Alright I get it. I didn't realise that I was being crazy, it was all unconscious and you have brought it to the surface. No need to rub it in. I feel like a horrible person as it is now and I'm NOT one. Thank you still.


----------



## DAPHNE XO (Jan 16, 2012)

SneazyMyartin14 said:


> Alright I get it. I didn't realise that I was being crazy, it was all unconscious and you have brought it to the surface. No need to rub it in. I feel like a horrible person as it is now and I'm NOT one. Thank you still.


I don't mean to rub it in :/
I suppose I should be a bit more sympathetic though now you've admitted fault.

I'm genuinely surprised you noticed how crazy you were being. Kudos to you.


----------



## SneazyMyartin14 (Apr 28, 2014)

DaphneDelRey said:


> I don't mean to rub it in :/
> I suppose I should be a bit more sympathetic though now you've admitted fault.
> 
> I'm genuinely surprised you noticed how crazy you were being. Kudos to you.


I think it's because it was my first relationship and it just happens to be with someone really special, which is always a bummer. She has no idea I've been like this though. She does really care about me. I'm not gonna talk to her for a while but she'll probably want to meet in a week or so. I feel a lot better after what you've told me. Do you think that if she does want to meet, we should? 

I don't want to talk to her for awhile as clearly I'm not doing myself any good and I would never hurt her intentionally but it's clear that in this state of mind it's likely to happen. I need to get on with my life. 

Am I being more reasonable now? Please say because if it is unconscious then I won't realise that I'm being unreasonable again. I can't really control my feelings very well. :/

If you didn't reply I would still be thinking these crazy thoughts so thank you so much.


----------



## DAPHNE XO (Jan 16, 2012)

SneazyMyartin14 said:


> I think it's because it was my first relationship and it just happens to be with someone really special, which is always a bummer. She has no idea I've been like this though. She does really care about me. I'm not gonna talk to her for a while but she'll probably want to meet in a week or so. I feel a lot better after what you've told me. Do you think that if she does want to meet, we should?
> 
> I don't want to talk to her for awhile as clearly I'm not doing myself any good and* I would never hurt her intentionally but it's clear that in this state of mind it's likely to happen. I need to get on with my life. *
> 
> Am I being more reasonable now? Please say because if it is unconscious then I won't realise that I'm being unreasonable again. I can't really control my feelings very well yet. :/


So why do you not leave her alone then?
In all honesty, no I don't think you should go meet with her. I would suggest you focus on identifying the limits between your emotional needs and everyone else's boundaries. Your beliefs are the problem here: why do you think other people are supposed to cater to your emotional needs? What the hell is that even all about?

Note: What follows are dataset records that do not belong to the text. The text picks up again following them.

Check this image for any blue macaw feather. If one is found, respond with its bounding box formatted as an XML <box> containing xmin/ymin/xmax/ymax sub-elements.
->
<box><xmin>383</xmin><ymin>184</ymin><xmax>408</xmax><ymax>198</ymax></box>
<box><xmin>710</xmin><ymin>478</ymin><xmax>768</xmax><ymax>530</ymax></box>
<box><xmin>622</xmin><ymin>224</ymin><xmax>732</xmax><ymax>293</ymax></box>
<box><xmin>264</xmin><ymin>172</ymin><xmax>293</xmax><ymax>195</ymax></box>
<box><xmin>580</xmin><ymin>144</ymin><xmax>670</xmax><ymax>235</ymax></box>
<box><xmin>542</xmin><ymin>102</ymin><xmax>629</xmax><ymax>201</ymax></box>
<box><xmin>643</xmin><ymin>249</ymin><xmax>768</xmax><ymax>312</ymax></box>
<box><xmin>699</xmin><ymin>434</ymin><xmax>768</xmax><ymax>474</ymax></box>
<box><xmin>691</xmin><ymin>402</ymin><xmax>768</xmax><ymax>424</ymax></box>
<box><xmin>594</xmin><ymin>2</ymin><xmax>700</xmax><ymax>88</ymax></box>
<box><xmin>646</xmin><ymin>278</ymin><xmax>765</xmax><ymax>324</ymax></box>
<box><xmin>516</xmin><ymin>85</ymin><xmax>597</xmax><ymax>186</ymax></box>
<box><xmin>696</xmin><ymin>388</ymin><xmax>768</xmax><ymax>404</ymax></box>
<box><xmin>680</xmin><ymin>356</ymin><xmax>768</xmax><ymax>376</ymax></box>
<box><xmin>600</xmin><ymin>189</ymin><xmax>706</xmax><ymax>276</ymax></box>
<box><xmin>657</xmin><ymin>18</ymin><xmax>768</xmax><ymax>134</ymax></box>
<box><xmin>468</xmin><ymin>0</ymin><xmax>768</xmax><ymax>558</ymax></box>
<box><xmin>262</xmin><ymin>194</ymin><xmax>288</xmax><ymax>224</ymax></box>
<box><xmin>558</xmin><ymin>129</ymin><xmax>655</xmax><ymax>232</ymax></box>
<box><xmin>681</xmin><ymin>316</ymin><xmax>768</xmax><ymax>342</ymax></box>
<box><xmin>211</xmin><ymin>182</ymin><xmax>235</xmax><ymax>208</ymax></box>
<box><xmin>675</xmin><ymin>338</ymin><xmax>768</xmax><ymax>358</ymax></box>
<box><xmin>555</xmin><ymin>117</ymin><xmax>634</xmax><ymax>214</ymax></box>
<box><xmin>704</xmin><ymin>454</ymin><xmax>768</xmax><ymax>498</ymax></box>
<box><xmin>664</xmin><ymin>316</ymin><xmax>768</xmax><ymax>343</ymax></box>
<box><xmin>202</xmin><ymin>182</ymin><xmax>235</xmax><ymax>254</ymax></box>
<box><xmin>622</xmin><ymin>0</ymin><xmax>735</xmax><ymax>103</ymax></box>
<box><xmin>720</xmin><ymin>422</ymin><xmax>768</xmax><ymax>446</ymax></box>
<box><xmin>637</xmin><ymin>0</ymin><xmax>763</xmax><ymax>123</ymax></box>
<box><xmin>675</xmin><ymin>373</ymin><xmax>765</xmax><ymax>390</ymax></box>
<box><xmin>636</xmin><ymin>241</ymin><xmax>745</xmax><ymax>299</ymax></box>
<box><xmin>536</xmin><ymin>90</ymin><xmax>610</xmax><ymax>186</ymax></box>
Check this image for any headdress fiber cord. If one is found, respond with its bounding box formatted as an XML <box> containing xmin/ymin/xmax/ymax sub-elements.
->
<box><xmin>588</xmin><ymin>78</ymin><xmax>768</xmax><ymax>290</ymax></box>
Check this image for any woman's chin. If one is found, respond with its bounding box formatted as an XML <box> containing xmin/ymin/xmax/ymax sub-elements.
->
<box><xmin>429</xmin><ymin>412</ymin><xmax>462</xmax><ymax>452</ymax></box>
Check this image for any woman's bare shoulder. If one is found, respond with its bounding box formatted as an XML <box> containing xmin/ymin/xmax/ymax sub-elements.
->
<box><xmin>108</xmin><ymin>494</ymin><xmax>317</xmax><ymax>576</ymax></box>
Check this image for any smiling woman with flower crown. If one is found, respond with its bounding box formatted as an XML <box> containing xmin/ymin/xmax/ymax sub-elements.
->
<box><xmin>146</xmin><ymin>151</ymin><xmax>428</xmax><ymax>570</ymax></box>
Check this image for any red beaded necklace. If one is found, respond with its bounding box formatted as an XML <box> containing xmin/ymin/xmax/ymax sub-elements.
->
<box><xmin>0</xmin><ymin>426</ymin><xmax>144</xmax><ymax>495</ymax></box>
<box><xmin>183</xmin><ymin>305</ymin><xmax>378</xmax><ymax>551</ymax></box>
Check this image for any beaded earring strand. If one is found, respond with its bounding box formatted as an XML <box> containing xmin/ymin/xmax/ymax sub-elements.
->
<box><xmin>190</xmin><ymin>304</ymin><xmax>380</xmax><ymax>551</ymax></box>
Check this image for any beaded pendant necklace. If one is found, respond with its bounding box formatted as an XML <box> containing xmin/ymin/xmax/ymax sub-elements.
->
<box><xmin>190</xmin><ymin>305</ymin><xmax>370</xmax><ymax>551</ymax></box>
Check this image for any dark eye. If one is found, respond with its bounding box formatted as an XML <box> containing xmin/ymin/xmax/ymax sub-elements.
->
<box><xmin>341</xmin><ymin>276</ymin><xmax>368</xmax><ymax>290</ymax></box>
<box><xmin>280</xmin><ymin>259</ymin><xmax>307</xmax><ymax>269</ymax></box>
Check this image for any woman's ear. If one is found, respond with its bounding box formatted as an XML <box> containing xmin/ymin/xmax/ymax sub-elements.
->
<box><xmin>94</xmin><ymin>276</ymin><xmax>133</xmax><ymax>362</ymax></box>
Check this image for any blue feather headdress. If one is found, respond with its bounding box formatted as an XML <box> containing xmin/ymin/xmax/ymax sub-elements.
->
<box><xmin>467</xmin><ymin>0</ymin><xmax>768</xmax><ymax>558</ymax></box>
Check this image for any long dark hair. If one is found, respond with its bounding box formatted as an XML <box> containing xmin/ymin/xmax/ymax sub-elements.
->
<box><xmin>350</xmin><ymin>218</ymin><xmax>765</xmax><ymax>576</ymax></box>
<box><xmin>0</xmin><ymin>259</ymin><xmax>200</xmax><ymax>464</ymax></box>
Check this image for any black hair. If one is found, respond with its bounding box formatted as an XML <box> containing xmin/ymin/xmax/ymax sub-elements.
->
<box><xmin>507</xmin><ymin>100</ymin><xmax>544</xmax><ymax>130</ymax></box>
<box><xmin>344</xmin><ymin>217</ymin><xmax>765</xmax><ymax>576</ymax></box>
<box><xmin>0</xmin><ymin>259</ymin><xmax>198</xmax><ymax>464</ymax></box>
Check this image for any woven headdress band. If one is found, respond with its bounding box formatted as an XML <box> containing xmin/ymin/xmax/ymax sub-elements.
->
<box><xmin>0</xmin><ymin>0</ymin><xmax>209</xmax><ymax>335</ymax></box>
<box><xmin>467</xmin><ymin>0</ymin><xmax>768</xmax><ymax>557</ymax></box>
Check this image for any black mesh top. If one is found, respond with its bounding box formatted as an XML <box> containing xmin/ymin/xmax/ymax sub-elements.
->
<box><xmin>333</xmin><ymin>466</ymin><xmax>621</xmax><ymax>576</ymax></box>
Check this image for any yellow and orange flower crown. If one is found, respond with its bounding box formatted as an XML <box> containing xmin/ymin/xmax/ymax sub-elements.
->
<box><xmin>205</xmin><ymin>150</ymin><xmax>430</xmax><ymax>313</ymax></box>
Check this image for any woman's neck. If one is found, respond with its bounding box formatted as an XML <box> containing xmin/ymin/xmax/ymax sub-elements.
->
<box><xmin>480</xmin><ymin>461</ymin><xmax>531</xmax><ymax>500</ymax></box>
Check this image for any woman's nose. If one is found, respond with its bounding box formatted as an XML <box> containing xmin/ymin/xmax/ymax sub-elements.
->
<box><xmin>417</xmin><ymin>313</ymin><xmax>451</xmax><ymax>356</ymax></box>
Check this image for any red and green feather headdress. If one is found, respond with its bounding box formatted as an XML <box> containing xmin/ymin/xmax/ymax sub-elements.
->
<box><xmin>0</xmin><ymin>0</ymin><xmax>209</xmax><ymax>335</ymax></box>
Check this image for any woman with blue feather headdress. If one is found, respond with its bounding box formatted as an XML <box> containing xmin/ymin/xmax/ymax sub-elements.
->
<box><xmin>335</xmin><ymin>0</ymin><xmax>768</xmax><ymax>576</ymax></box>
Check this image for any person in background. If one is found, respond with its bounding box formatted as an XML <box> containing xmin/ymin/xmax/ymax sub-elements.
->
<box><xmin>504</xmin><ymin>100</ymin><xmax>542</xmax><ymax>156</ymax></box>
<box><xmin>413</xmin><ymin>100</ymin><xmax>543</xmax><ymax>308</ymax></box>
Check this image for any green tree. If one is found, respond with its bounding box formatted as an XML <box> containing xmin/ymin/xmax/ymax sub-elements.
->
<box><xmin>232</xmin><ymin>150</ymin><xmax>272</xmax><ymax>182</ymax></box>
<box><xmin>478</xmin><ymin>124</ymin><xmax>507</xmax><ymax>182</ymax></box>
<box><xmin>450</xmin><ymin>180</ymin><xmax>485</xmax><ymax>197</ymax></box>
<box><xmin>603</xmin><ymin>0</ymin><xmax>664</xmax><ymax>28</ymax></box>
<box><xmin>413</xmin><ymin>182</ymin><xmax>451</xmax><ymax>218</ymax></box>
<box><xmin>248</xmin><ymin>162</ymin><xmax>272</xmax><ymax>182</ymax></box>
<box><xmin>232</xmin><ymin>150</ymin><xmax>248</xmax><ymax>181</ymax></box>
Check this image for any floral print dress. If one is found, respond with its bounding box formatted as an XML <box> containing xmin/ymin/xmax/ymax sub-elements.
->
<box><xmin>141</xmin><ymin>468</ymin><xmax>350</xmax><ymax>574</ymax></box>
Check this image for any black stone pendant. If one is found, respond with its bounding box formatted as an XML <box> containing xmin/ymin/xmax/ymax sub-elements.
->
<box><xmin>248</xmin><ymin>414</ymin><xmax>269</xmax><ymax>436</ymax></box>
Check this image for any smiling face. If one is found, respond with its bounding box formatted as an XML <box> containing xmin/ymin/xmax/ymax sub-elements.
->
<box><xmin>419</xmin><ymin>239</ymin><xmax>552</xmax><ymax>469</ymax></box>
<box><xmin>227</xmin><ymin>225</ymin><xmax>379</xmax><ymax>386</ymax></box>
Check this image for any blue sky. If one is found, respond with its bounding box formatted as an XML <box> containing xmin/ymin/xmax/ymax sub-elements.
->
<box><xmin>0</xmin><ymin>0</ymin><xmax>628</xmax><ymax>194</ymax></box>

I think this problem is more deep-rooted than either you and I can guess, you don't uncover deep-rooted beliefs just like that: you take the time out to self-reflect first.

Take it easy man and remember if you _really _loved her, you'd let her go if that's what she wanted.


----------



## Tad Cooper (Apr 10, 2010)

I think people are being a bit harsh, but that's my opinion.

The best thing to do is to move on and find someone who you can work with better. If someone wants it to end there's no point dragging it out, no matter what their reasons for doing it.

You got dumped, but that doesn't mean anything except she wanted to concentrate on her studies and other areas of her life, which is fine (everyones different).

You saw something amazing, but maybe she didnt? She might not have liked it or felt it was too intense or something? I have a bad habit of freaking out with intense guys and leaving pretty fast.


----------



## SneazyMyartin14 (Apr 28, 2014)

DaphneDelRey said:


> So why do you not leave her alone then?


I want to leave her alone but whenever she talks to me I just want to talk with her. I feel like if I don't talk to her she would just leave my life, just like that even though she's told me that she won't. Actually looking back now this fear is very irrational, I'm attached I think, yeah I'm attached. Jeez.



DaphneDelRey said:


> In all honesty, no I don't think you should go meet with her. I would suggest you focus on identifying the limits between your emotional needs and everyone else's boundaries. Your beliefs are the problem here: why do you think other people are supposed to cater to your emotional needs? What the hell is that even all about?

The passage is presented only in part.